"A única maneira que temos de nos internacionalizamos é transformarmos as nossas marcas mais próximas, mais portuguesas, as nossas obsessões. É a única solução para não nos transformarmos num produto anódino que podia ter sido feito ou escrito em qualquer sítio", defendeu.

Rui Cardoso Martins, com mais de duas décadas dedicadas à escrita, assinou o argumento de duas produções recentes que têm uma ambição internacional e tiveram já presença em festivais estrangeiros: a longa-metragem "A Herdade", de Tiago Guedes, estreada em Veneza e atualmente em cartaz nos cinemas portugueses, e a série televisiva "Sul", de Ivo M. Ferreira, apresentada em fevereiro em Berlim e que se estreou no passado fim de semana na RTP.
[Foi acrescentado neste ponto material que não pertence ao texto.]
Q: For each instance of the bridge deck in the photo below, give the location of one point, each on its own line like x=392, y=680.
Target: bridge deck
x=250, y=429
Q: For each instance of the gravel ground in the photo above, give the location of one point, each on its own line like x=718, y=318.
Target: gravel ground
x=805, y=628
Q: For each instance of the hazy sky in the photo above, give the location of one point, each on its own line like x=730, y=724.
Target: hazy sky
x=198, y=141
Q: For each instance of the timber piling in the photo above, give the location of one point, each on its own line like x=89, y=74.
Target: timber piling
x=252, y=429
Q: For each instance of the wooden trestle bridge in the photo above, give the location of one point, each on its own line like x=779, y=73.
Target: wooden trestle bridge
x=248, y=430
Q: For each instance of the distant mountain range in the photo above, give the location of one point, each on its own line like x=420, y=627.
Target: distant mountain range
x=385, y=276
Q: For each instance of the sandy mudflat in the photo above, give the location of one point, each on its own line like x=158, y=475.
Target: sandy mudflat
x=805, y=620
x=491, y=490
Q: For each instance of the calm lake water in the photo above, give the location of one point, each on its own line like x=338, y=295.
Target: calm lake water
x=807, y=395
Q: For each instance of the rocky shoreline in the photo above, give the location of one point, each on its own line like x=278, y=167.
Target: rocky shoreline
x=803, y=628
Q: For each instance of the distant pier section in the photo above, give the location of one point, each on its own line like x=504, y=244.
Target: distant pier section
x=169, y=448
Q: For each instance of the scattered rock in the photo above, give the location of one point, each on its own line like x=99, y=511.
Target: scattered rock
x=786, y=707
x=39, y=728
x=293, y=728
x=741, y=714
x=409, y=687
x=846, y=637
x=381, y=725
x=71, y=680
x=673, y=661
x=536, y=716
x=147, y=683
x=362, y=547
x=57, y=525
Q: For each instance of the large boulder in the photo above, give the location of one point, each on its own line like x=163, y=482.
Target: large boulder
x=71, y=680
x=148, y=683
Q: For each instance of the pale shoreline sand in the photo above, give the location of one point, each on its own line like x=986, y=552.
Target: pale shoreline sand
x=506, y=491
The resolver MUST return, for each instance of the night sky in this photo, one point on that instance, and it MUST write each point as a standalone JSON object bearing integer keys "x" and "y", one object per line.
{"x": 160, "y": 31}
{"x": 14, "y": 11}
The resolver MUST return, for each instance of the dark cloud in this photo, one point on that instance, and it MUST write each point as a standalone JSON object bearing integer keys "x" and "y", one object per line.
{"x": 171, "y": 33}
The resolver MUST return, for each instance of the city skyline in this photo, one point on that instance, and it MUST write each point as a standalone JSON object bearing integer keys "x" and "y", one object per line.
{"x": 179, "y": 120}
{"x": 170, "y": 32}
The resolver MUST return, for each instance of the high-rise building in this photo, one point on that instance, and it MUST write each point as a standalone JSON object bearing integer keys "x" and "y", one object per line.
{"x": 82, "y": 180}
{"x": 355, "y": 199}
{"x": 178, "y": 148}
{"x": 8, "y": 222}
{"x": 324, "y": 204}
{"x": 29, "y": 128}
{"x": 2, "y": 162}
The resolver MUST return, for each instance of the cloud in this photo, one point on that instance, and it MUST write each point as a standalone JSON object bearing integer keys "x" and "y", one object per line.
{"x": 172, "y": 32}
"A Herdade" atravessa quatro décadas da história recente de Portugal, da transição do Estado Novo para a democracia, a partir da narrativa de uma família latifundiária. "Sul", com os ingredientes de um drama policial, está impregnado pela crise económica que afetou o país no início da década.

Em fevereiro, em Berlim, Ivo M. Ferreira sublinhava à Lusa que a série "Sul", protagonizada por Adriano Luz e com argumento de Edgar Medina, Rui Cardoso Martins e Guilherme Mendonça, foi feita como um "filme 'noir' mediterrâneo, lisboeta". "Esse esquema e esse género acabam por encapuzar o retrato da cidade e do país, e é isso que lhe traz uma graça especial".

Já a longa-metragem "A Herdade", depois de Veneza passou no festival de Toronto, deu origem a uma série, coproduzida com a RTP e já adquirida pelo canal Arte France, e é candidata a uma nomeação para os Óscares.

"A dimensão internacional é muito evidente tanto num como noutro. A ideia sempre foi essa; conseguirmos tanto com o filme como com a série - como com as outras coisas que eventualmente iremos fazer - que tenha dimensão internacional. O truque é, e acho que é muito evidente nestes dois projetos, que são coisas muito portuguesas", sublinhou o escritor.

Para Rui Cardoso Martins, que esteve na fundação das Produções Fictícias, escreveu ficção para humor, teatro, crónicas e romance, nos últimos anos tem havido um maior investimento e maior exigência de qualidade na escrita de diálogos na ficção audiovisual.

O autor inclui ainda duas ideias na equação: "Portugal está a ser redescoberto" fora de portas, por via do turismo, da cultura, e uma "espécie de canibalização" da ficção portuguesa, por via das telenovelas, deu lugar a um maior apoio à produção por parte da RTP.

Enquanto "A Herdade" e "Sul" fazem o seu caminho no pequeno e grande ecrã, Rui Cardoso Martins desdobra-se nesse "ofício respeitável" da escrita literária para diferentes géneros, do qual fala com algum pudor.

"Estou a ser convidado para muitas coisas que não posso aceitar. Estou a trabalhar com muitos produtores ao mesmo tempo", admitiu. Está satisfeito com o volume considerável de trabalho, mas reconhece que o argumentista de ficção vive na sombra.

"Tenho sido mais argumentista, é também uma forma de literatura, não tenho dúvida e é importante que se comece a dar importância ao argumentista. (...) Para se chegar a um filme tem de haver uma pessoa uns meses antes a penar muito para conseguir criar aquelas personagens, aquelas situações", lembrou.

Disciplinado na gestão diária desse ofício, Rui Cardoso Martins recorre à metáfora desportiva para descrever o que faz, entre a maratona e a corrida de cem metros.

Atualmente, e em diferentes fases de produção, tem em mãos a série televisiva "Causa própria", com Edgar Medina, inspirada nas suas crónicas "Levante-se o réu", escreveu um argumento para João Canijo, outro para Fernando Vendrell, sobre José Cardoso Pires e sobre o livro "De profundis valsa lenta", e está a terminar uma peça, encomendada pelo Teatro Nacional D. Maria II, sobre jornalismo, a estrear-se em 2020.

"Em primeiro lugar sou um romancista. É pelo meu trabalho de romancista que outros trabalhos surgiram. Estou feliz porque estou a trabalhar nestas coisas. (...) O meu trabalho mais duro, mais intenso é o que faço sozinho. Cinema e televisão são trabalhos de equipa", explicou.

Escritor premiado, Rui Cardoso Martins estreou-se em 2006 com o romance "E se eu gostasse muito de morrer", ao qual se seguiram "Deixem passar o homem invisível" (Grande Prémio de Romance e Novela da Associação Portuguesa de Escritores, 2009), "Se fosse fácil era para os outros" (2012) e "O osso da borboleta" (2014).

Ainda sem data de edição, está a terminar o romance "As melhoras da morte", cujo universo remete para a estreia "E se eu gostasse muito de morrer".